Kurkure
- Official logo
- Owner: PepsiCo (Frito-Lay)
- Country: India
- Introduced: 1999; 27 years ago (India) 2008; 18 years ago (Pakistan)

= Kurkure =

Indian spicy puffcorn snack

Kurkure is an Indian brand of spiced crunchy puffcorn snacks made up of rice, lentil and corn. It is owned by PepsiCo through its subsidiary Frito-Lay. It was launched in India in 1999 and nine years later, it was launched in Pakistan in 2008. The snack is manufactured in India and in Pakistan, and has limited availability in certain international markets such as Canada and the United Kingdom.
The word Kurkure means "crunchy" in Hindi and Urdu languages.

In India, it is manufactured in Sangrur, Pune, Howrah, Sonipat, Ranga Reddy, Vaishali and Kamrup and in Pakistan, it is manufactured in Gulberg, Lahore.

==Ingredients==
Kurkure is made from rice meal, edible vegetable oil (gingelly oil), corn meal, gram meal, spices (such as turmeric), condiments, salt, sugar, tartaric, and E631. Kurkure is not completely vegan as the PepsiCo India website in a pdf listing the ingredients show milk solids as one of the ingredients.

It contains natural, nature-identical, and artificial flavoring substances.

==Flavors==

===India===
====Currently available flavors====
- Masala Munch
- Hyderabadi Hungama
- Chilli Chatka
- Schezwan Chutney
- Solid Masti
- Jowar Puffs
- Pastax
- PuffCorns (Yummy Cheese)

====Discontinued flavors====
- Tamatar Hyderabadi Style
- Malabar Masala Style
- Masala Twists (Solid Masti)
- Chatpata Cheese
- Desi Beats
- Naughty Tomato
- Angry Tomato
- Xtreme Electric Nimbu
- Xtreme Risky Chilli
- Monster Paws
- Zig Zag
- Corn Cups
- Monster Smilees
- Monster Paws
- Butter Masti
- Kurkure triangles
- Khatta meetha
- Sizzling hot
- Multigrain
- Chaat fills
- Gazab Golmaal
- Herapheri Hungama

===Pakistan===
- Chutney Chaska
- Red Chilli Jhatka
- Toofaani mirch

==Launching==
Kurkure was originated in India in 1999; in 2001 Indian television actresses Mandira Bedi and Pooja Ghai appeared in few commercials of Kurkure and served for the new brand . In 2004, Indian Hindi film actress Juhi Chawla was featured in advertisements for Kurkure. and from 2008 Kareena Kapoor was endorsing a new range (Kurkure Desi beats) under the main brand. Kurkure was launched in Tamil Media in 2008 with actress Simran as its brand ambassador. In 2012, Parineeti Chopra, Kunal Kapoor, Boman Irani, Ramya Krishnan, and Farida Jalal, started to advertise Kurkure. In 2019 Samantha Ruth Prabhu and Taapsee Pannu acted in Hindi, Tamil and Telugu commercials of Kurkure. In 2021 and 2022 Akshay Kumar appeared in Kurkure commercials along with Kritika Kamra and Samantha Ruth Prabhu. In 2024, actress Sara Ali Khan acted in Kurkure's Hindi commercial.

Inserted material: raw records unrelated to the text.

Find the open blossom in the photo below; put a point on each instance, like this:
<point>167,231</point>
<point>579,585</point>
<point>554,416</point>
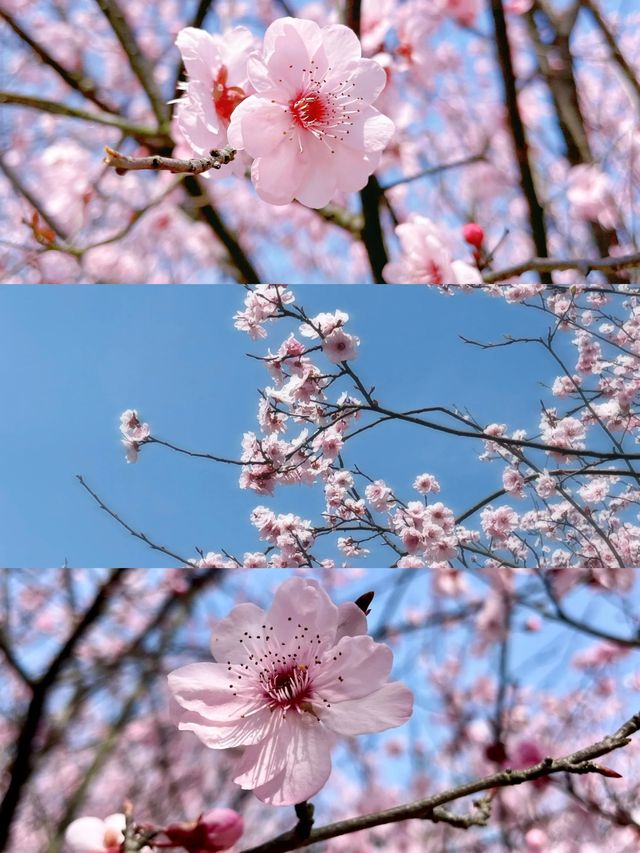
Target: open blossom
<point>286,682</point>
<point>310,125</point>
<point>499,523</point>
<point>134,433</point>
<point>92,835</point>
<point>216,67</point>
<point>426,258</point>
<point>425,483</point>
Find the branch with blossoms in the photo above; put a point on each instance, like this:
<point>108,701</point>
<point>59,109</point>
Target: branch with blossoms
<point>317,386</point>
<point>308,667</point>
<point>580,762</point>
<point>334,125</point>
<point>221,828</point>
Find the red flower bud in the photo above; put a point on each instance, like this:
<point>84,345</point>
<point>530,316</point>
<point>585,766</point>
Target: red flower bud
<point>217,830</point>
<point>473,234</point>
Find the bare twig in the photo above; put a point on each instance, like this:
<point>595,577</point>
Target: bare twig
<point>196,166</point>
<point>583,265</point>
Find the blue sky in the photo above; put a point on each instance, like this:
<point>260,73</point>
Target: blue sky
<point>73,358</point>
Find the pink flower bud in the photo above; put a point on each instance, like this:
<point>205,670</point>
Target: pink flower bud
<point>473,234</point>
<point>217,830</point>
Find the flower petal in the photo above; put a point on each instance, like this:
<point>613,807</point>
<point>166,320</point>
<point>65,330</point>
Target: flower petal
<point>355,667</point>
<point>385,708</point>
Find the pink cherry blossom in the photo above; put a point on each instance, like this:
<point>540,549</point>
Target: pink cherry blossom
<point>425,483</point>
<point>216,66</point>
<point>286,682</point>
<point>134,434</point>
<point>311,126</point>
<point>214,831</point>
<point>339,346</point>
<point>92,835</point>
<point>426,257</point>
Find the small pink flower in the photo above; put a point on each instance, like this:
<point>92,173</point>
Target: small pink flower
<point>287,681</point>
<point>92,835</point>
<point>311,125</point>
<point>425,483</point>
<point>214,831</point>
<point>473,234</point>
<point>426,257</point>
<point>131,427</point>
<point>339,346</point>
<point>379,496</point>
<point>513,482</point>
<point>498,523</point>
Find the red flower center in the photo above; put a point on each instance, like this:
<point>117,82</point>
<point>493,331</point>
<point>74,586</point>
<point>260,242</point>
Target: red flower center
<point>308,110</point>
<point>287,688</point>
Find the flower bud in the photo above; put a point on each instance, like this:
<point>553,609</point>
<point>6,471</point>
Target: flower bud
<point>214,831</point>
<point>473,234</point>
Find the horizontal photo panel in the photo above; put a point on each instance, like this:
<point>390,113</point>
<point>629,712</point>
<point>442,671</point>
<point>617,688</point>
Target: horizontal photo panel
<point>334,710</point>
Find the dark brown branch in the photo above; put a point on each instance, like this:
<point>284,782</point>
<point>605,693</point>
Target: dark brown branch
<point>139,131</point>
<point>140,65</point>
<point>518,133</point>
<point>579,762</point>
<point>195,166</point>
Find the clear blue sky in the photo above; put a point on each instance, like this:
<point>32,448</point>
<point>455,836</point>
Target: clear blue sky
<point>73,358</point>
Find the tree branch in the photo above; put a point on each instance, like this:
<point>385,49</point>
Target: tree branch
<point>518,133</point>
<point>579,762</point>
<point>583,265</point>
<point>138,131</point>
<point>195,166</point>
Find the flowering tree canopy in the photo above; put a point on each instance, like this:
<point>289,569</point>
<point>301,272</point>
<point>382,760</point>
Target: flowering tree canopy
<point>432,141</point>
<point>552,488</point>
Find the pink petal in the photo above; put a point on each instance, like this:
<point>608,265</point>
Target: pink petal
<point>361,663</point>
<point>293,766</point>
<point>242,732</point>
<point>225,642</point>
<point>289,29</point>
<point>206,689</point>
<point>385,708</point>
<point>277,175</point>
<point>200,54</point>
<point>258,126</point>
<point>85,835</point>
<point>301,601</point>
<point>341,45</point>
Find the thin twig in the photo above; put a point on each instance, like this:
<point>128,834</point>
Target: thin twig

Kurkure was launched in Pakistan in 2008. Actresses Ayesha Omer, Hania Amir and Iqra Aziz have all been featured in television commercials for Kurkure in the country.

In November 2006, Frito-Lay announced plans to release Kurkure to American markets in 2007. This decision was made after analysts showed increasing interest in Indian spices in the region. Kurkure was subsequently introduced in other markets with a significant non-resident Indian population such as the UK. As of 2010, Kurkure is available in Eastern Canada. As of 2013, Kurkure is available in Western Canada.